最低2社、できれば3社が目安です。1社だけでは金額が高いか安いか判断できません。ただし数を増やしすぎると比較が大変になるため、条件を揃えられる範囲で2-3社が現実的です。

総額が一番安い業者を選べばいいですか?

総額だけで選ぶのは危険です。安いのは塗料のグレードが格下だったり、塗り回数を減らしていたり、付帯部や保証が含まれていないためのことがあります。塗料グレード・面積・工程を揃えたうえで、内訳の中身を比べてください。
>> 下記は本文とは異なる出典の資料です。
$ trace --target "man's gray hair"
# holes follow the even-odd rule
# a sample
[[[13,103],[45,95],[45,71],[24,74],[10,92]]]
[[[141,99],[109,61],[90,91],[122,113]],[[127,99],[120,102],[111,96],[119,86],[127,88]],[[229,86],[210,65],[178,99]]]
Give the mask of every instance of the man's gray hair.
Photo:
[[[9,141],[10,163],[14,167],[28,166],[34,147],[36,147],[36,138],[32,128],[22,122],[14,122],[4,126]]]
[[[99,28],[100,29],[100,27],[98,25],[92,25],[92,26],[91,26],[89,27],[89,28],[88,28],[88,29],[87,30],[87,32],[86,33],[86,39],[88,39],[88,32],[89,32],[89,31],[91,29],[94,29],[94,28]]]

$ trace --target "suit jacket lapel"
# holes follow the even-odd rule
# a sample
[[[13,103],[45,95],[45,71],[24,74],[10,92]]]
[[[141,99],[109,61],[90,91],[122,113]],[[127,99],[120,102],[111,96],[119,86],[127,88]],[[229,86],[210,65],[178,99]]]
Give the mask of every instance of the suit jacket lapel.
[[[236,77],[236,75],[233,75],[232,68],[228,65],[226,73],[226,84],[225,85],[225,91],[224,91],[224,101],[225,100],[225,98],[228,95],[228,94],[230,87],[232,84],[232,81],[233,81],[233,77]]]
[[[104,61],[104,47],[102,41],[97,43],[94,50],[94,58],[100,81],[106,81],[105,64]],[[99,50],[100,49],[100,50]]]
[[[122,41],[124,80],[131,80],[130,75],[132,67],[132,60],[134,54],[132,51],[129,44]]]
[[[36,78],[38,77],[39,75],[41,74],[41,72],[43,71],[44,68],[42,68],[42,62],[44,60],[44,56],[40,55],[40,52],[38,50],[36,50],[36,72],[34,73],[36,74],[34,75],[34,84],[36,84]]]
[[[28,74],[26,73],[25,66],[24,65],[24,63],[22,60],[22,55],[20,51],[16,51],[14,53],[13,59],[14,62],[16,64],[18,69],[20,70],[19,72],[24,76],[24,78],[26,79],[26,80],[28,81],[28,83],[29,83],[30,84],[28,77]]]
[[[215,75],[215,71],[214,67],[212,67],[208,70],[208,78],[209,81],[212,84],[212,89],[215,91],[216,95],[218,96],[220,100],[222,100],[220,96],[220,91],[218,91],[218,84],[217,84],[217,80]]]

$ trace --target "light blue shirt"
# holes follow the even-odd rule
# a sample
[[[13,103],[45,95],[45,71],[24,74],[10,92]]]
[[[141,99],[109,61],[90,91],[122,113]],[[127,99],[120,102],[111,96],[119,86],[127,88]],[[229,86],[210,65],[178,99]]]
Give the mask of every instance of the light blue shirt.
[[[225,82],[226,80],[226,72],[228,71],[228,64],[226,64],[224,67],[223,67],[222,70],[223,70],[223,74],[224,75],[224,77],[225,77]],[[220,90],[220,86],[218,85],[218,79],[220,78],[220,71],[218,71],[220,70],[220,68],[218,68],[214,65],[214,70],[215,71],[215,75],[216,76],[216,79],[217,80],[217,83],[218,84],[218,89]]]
見積もりを比較するとき、まず何を揃えればいいですか?

塗料のグレード、塗装面積、工程(塗り回数)、付帯部、保証の5点を同じ条件に揃えます。これらが違うと金額が違って当たり前で、そのままでは比較になりません。

「一式」ばかりの見積もりは比較できますか?

内訳がないため、そのままでは比較できません。工事ごとの数量・単価・面積が書かれた内訳書を出してもらってから比べてください。内訳を渋る業者は候補から外すのも一つの判断です。

他社の見積もりを見せてほしいと言われました。見せるべきですか?

見せる義務はありません。他社の金額を見て、それより少し安くするだけで、内訳の妥当性とは別の話です。金額の叩き合いではなく、各社の内訳をあなた自身が揃えて比べるのが本筋です。